Introduction
In an era of increasing environmental consciousness and sustainable agricultural practices, researchers are seeking alternatives to synthetic chemicals that often harm human health, reduce biodiversity, and pollute the environment. Pyroligneous acid (PA), also known as wood vinegar or wood distillate, has emerged as a promising solution. A comprehensive review conducted by researchers Jens Leifeld and Iva Walz from Agroscope, Switzerland, has revealed the substantial potential of pyroligneous acid in boosting crop yields and enhancing soil health.
Pyroligneous acid is a by-product of biomass pyrolysis and biochar production, containing a complex mixture of organic acids, phenols, and other compounds. This natural agricultural product does not pollute the environment and has no toxic effects on humans or animals, making it an ideal candidate for sustainable agriculture.
Experimental Design and Application
The researchers analyzed 65 peer-reviewed studies comprising 171 yield and 123 plant biomass data sets, covering 33 different crops across 6 plant groups. The analysis examined how PA concentration, application method, and frequency affected crop yield and plant biomass.
PA application methods in the studies included:
- Foliar application: Spraying PA solution directly onto plant leaves
- Soil irrigation: Applying PA solution to the soil around plants
- Seed priming: Treating seeds with PA before planting
- Nutritional solution: Adding PA to hydroponic growing solutions
The concentrations of PA varied widely across studies, ranging from as low as 0.1% to as high as 100% (the latter used exclusively for herbicidal purposes). Application rates were typically measured either as a concentration percentage or in tonnes per hectare (t/ha) for soil applications.
Key Findings
The results of the review were remarkable. Across all studies, pyroligneous acid showed a clear and significant positive effect on plant growth, with an average 25% increase in plant biomass and 21% increase in crop yield. The highest effectiveness was observed at the optimal application rate, with yields increasing by an average of 31%.
The relationship between PA concentration and yield was non-linear. Low concentrations (0.1-1%) produced substantial benefits, with the optimal range identified between 0.5-1% concentration or less than 0.1 t/ha application rate.
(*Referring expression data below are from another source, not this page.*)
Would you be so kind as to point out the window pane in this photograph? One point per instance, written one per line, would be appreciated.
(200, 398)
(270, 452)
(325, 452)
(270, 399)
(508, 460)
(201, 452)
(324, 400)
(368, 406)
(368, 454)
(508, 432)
However, concentrations above 6% began limiting positive effects, and concentrations above 10% could actually harm plants and were sometimes used for herbicidal purposes.
Different application methods showed varying optimal concentrations:
- Foliar application: Maximal effects at approximately 0.6% concentration
- Soil irrigation: Similar pattern but with greater variability in results
- Seed priming and nutritional solutions: Showed high sensitivity to concentration, with positive effects at very low concentrations (<0.3%)
Particularly noteworthy was PA's effectiveness under stressful growing conditions. Seven studies examined PA's ability to promote stress tolerance against high salt concentrations, drought, and pathogen infections. In all seven studies, plants under stress showed significantly greater yield increases with PA application than unstressed plants. This suggests PA application is particularly valuable in suboptimal growing conditions, where it can substantially reduce yield losses.
The review also investigated soil parameters. Soil organic matter (SOM) content showed a small but significant positive response (9% increase on average) to PA application. Dissolved organic carbon (DOC) in soil similarly increased by about 9%.
Implications
This comprehensive review offers compelling evidence that pyroligneous acid is an effective, environmentally friendly alternative to synthetic agricultural chemicals. Its beneficial effects on plant growth and yield were consistent across different plant groups and growing conditions, with particularly strong benefits for plants under stress.
The optimal application concentration of 0.5-1% maximizes benefits without adverse effects. The research suggests PA's effectiveness stems from multiple mechanisms, including increased nutrient availability, suppression of pathogens, and stimulation of root development and plant defense systems.
For farmers and agricultural practitioners, these findings suggest several practical applications: using low-concentration PA as a foliar spray to enhance crop yield, applying PA to crops under stress conditions to minimize yield losses, using PA as a seed treatment at very low concentrations, and potentially using PA as part of a soil amendment strategy.
The researchers note, however, that most studies were short-term experiments of only 1-2 growing seasons. There is a significant research gap regarding the long-term effects of PA application, particularly on soil parameters. Despite these limitations, the review strongly encourages further research on pyroligneous acid for sustainable agriculture.
Article based on: Leifeld, J.; Walz, I. Pyroligneous Acid Effects on Crop Yield and Soil Organic Matter in Agriculture—A Review. Agronomy 2025, 15, 927.